2

I am increasingly aware of the importance of making my queries efficient. It is crucial that I have the proper indexes etc. to make sure that my queries don't take up any more IO than is really necessary. But here is a query that is just ugly and I don't know how to make it efficient.

Let's say I have a table for stock items that looks something like this in its most basic form:

CREATE TABLE StockItems (
  ItemID INT IDENTITY (1, 1) NOT NULL PRIMARY KEY,
  SerialNo VARCHAR (50) NOT NULL
);

Now I need to write a stored proc that will return all stock items for which the serial number matches a partial serial number provided.

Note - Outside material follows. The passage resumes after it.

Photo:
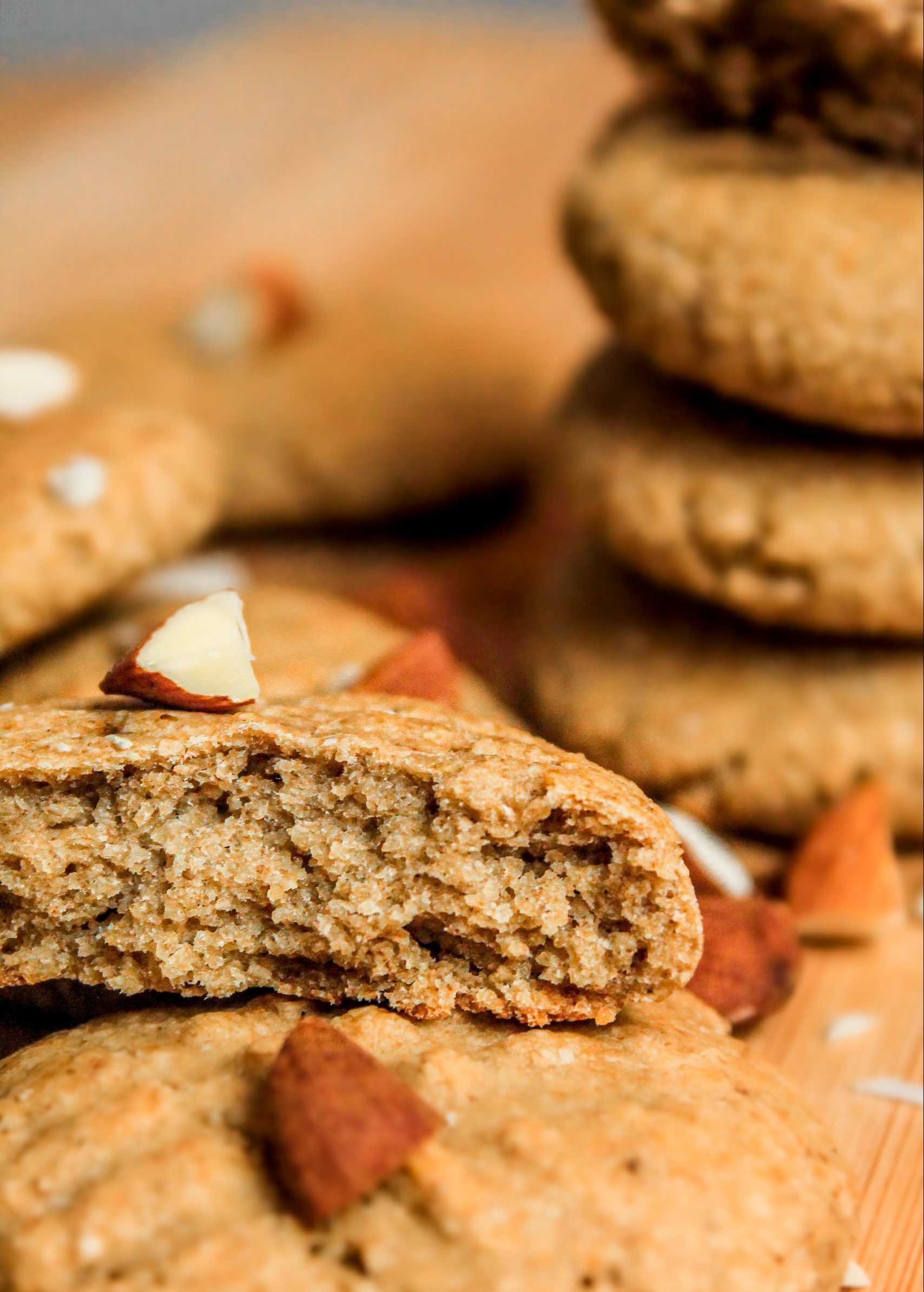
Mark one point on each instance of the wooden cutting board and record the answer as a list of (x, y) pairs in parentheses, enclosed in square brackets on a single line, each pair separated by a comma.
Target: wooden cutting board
[(424, 157)]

The following query would achieve exactly that:

SELECT * FROM StockItems WHERE SerialNo LIKE '%' + @SearchStr + '%'

But when I see a query like that I break out in cold sweat and clutch my comfort blanket tighter. There's no index on SerialNo and even if there were, it would be of no help considering that I'm searching for a partial match.

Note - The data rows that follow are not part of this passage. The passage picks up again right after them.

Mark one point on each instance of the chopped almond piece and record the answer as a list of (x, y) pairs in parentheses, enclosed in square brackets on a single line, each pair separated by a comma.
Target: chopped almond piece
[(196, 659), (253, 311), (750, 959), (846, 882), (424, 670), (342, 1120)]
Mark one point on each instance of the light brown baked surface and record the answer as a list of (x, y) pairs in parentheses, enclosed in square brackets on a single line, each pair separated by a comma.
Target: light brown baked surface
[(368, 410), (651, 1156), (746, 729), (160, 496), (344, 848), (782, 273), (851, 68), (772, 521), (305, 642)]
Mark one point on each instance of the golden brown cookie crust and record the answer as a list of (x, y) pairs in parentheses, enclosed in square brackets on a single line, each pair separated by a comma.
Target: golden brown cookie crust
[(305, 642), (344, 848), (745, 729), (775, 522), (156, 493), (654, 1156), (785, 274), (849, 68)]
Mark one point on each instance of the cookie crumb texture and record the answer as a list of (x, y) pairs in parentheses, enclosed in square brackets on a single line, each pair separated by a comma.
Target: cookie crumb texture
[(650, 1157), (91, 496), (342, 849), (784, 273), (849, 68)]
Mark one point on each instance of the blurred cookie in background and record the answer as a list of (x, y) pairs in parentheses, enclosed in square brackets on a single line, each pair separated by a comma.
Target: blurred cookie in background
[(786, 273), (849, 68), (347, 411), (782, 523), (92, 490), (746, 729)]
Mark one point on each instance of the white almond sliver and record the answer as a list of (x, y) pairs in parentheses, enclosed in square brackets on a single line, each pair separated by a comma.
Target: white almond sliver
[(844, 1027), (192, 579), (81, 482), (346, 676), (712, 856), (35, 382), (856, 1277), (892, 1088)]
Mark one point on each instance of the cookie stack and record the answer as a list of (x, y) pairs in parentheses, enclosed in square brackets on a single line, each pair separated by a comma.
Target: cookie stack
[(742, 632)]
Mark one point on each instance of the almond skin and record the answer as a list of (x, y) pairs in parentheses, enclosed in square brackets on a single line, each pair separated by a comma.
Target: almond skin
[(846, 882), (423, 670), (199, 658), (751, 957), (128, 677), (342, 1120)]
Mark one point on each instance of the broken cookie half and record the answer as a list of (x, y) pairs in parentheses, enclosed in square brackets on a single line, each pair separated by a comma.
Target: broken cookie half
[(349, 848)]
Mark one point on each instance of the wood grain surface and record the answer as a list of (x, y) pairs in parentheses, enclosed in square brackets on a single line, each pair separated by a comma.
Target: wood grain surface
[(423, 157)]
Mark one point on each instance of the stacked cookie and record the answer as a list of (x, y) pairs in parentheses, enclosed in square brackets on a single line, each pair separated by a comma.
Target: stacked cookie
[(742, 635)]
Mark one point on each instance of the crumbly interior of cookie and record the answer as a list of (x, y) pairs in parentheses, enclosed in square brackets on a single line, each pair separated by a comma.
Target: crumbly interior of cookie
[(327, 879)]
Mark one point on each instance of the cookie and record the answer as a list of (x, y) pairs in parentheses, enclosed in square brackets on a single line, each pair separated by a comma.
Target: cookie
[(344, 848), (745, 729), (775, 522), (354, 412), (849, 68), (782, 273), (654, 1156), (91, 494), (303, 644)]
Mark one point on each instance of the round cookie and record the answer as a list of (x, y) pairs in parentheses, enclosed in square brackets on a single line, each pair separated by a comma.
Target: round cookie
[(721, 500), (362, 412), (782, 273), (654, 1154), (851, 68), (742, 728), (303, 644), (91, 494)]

Is there a way to achieve this task with queries that are more efficient?

Dewald Swanepoel
  • 1,651
  • 4
  • 15
  • 38
  • I'm afraid there's no other way of doing this (that would be more efficient) if you want it to be a partial match. – NickyvV May 20 '15 at 09:37
  • 2
    this might help: http://stackoverflow.com/questions/7510646/like-vs-contains-on-sql-server – Tanner May 20 '15 at 09:48
  • Thanks @NickyvV, I was afraid that'd be the answer. But I'm still perplexed. Surely this is not an entirely unusual requirement. Now I'm sure the big boys like Amazon have much more complicated servers with distributed storage and workload but how do they do it? If I search for a partial book title, do they also have to scan through their entire stock pool? – Dewald Swanepoel May 20 '15 at 09:48
  • 1
    There's many ways to optimize such a query but not really all that many that involves just tucking some kind of built-in index type on the table. You could for instance break out a book title into all the word, remove noise-words (the, and, or, etc.) and store a separate table containing those words and link them to all book titles containing those words. Then you would first do a query against those rows, and then use the LIKE expression to get a correct partial match. – Lasse V. Karlsen May 20 '15 at 10:03
  • 1
    Those scenarios are certainly valid, if you are able to implement a `Full-text Index` you could improve query performance: https://msdn.microsoft.com/en-us/library/ms142571.aspx?f=255&MSPPError=-2147217396 and https://technet.microsoft.com/en-us/library/ms187787(v=sql.105).aspx – NickyvV May 20 '15 at 10:04
  • 1
    Amazon and folks usually use full-text indices - those are not the same as searching for an exact partial match (e.g. you can find "tree" in "caring for trees", but not "tre" or "car"). You can add your own partitioning if you can think of any - but `like '%XXX%'` is pretty much impossible to index in any meaningful way. And index could still help the I/O - instead of going through all the data in the table, it would only have to scan through the index - worthwhile if the index is much smaller than the table. But that's about it. `%XX` and `XX%` are both fine, but `%XX%` is crazy. – Luaan May 20 '15 at 11:19
  • And the truth is, people usually want either `%XX` or `XX%` (or both - still a far cry from `%XX%`) - if there's a reason to search for something in the middle, it usually means that your column contains multiple values, and should be split into multiple columns. By far the most often people will be entirely happy with searching by `XX%` for things like serial numbers - you just don't want to type out the whole number by hand, but you do actually have it. If you have prefixes or something like that, that's exactly the kind of thing you can put into a separate column. – Luaan May 20 '15 at 11:23

1 Answers1

5

The problem of searching for words in text is quite different from the problem of searching quickly for substrings in a serial number. Inverted indexes, for instance, are an integral part of text analysis, but it is less obvious to see how these apply to your problem.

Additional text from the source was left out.